More radical ideas about gc and reference counting

[John Colvin via Digitalmars-d]

On Sunday, 11 May 2014 at 18:18:41 UTC, Rainer Schuetze wrote:
>
>
> On 11.05.2014 10:22, Benjamin Thaut wrote:
>> Am 10.05.2014 19:54, schrieb Andrei Alexandrescu:
>>>
>>>> The next sentence goes on to list the advantages of RC 
>>>> (issues we have
>>>> wrestled with, like destructors), and then goes on to say 
>>>> the recent
>>>> awesome RC is within 10% of "the fastest tracing collectors".
>>>> Are you suggesting that D's GC is among 'the fastest tracing
>>>> collectors'? Is such a GC possible in D?
>>>
>>> I believe it is.
>>>
>>
>> While it might be possible to implement a good GC in D it 
>> would require
>> major changes in the language and its librariers. In my 
>> opinion it would
>> be way more work to implement a propper GC than to implement 
>> ARC.
>>
>> Every state of the art GC requires percise knowdelge of _all_ 
>> pointers.
>> And thats exactly what we currently don't have in D.
>
> I think most garbage collectors can work with a number of false 
> pointers. The referenced memory area has to be treated as 
> pinned and cannot be moved. Limiting the false pointers to 
> stack and registers seems like a compromise, though most of the 
> stack could even be annotated. Code for this does already exist 
> in the debug info generation, though I suspect stack tracing 
> could be unreliable.
>
> Here's my current stance on the GC discussions:
>
> I agree that the current GC is pretty lame, even if it were 
> precise. "Stop-the-World" with complete tracing does not work 
> for any interactive application that uses more than a few 
> hundred MB of garbage collected memory (with or without 
> soft-realtime requirements). Other applications with larger 
> allocation requirements are easily dominated by collection 
> time. Proposing to use manual memory management instead is 
> admitting failure to me.
>
> For a reasonable GC I currently see 2 possible directions:
>Coventry
> 1. Use a scheme that takes a snapshot of the heap, stack and 
> registers at the moment of collection and do the actual 
> collection in another thread/process while the application can 
> continue to run. This is the way Leandro Lucarellas concurrent 
> GC works (http://dconf.org/2013/talks/lucarella.html), but it 
> relies on "fork" that doesn't exist on every OS/architecture. A 
> manual copy of the memory won't scale to very large memory, 
> though it might be compressed to possible pointers. Worst case 
> it will need twice as much memory as the current heap.

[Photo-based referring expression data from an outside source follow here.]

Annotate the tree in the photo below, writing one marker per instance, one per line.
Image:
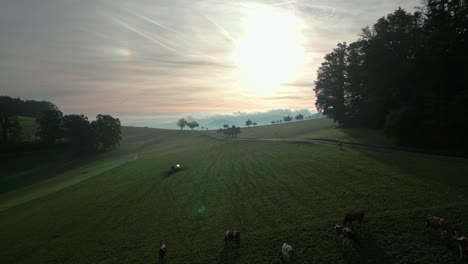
(7, 112)
(330, 83)
(79, 133)
(192, 125)
(232, 131)
(108, 131)
(182, 123)
(50, 126)
(15, 131)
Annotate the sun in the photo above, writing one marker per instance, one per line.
(270, 51)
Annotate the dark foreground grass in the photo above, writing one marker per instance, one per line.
(273, 192)
(322, 128)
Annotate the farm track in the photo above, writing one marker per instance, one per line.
(352, 146)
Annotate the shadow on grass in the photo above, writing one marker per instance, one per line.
(170, 172)
(228, 255)
(369, 251)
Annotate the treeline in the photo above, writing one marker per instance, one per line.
(408, 74)
(26, 108)
(231, 131)
(53, 127)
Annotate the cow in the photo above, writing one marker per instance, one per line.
(352, 216)
(286, 254)
(232, 235)
(176, 167)
(441, 224)
(463, 246)
(346, 233)
(162, 252)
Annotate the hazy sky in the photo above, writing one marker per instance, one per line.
(165, 56)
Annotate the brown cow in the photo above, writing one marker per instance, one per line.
(441, 224)
(162, 252)
(286, 254)
(346, 233)
(230, 236)
(353, 216)
(463, 247)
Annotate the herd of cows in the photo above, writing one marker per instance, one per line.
(345, 232)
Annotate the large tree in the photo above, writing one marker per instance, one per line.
(79, 132)
(192, 124)
(181, 123)
(7, 113)
(330, 84)
(50, 126)
(299, 117)
(407, 74)
(108, 131)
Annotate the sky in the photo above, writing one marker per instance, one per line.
(169, 57)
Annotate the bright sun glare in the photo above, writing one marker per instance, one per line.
(270, 51)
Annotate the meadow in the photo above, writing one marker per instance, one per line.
(118, 206)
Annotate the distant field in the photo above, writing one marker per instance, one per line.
(117, 207)
(29, 127)
(322, 128)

a) Can't we do our own specialised alternative, instead of doing 
something as heavyweight as fork?

b) Surely that worst case is a very unlikely case, given a 
precise, concurrent garbage collector.

c) Does this actually help in the 99% cpu, 99% memory, 16ms per 
frame setting that Manu talks about?

> It would be very interesting how far we can push this model on 
> the supported platforms.
>
> 2. Change the compiler to emit (library defined) write barriers 
> for modifications of (possible) pointers. This will allow to 
> experiment with more sophisticated GC algorithms (if the write 
> barrier is written in D, we might also need pointers without 
> barriers to implement it). I know Walter is against this, and I 
> am also not sure if this adds acceptable overhead, but we don't 
> have proof of the opposite, too.


Adding optional write-barriers would be great. It would allow us 
to do real experiments and stop the discussion being so 
hypothetical. It doesn't do any harm to add the capability, 
surely?


> As we all know, the usual eager reference counting with atomic 
> operations is not memory-safe, so my current favorite is 
> "concurrent buffered reference counting" (see chapter 18.2/3 
> "The garbage collection handbook" by Richard Jones et al): 
> reference count modifications are not performed directly by the 
> write barrier, but it just logs the operation into a thread 
> local buffer. This is then processed by a collector thread 
> which also detects cycles (only on candidates which had their 
> reference count decreased during the last cycle). Except for 
> very large reference chains this scales with the number of 
> executed pointer modifications and not with the heap size.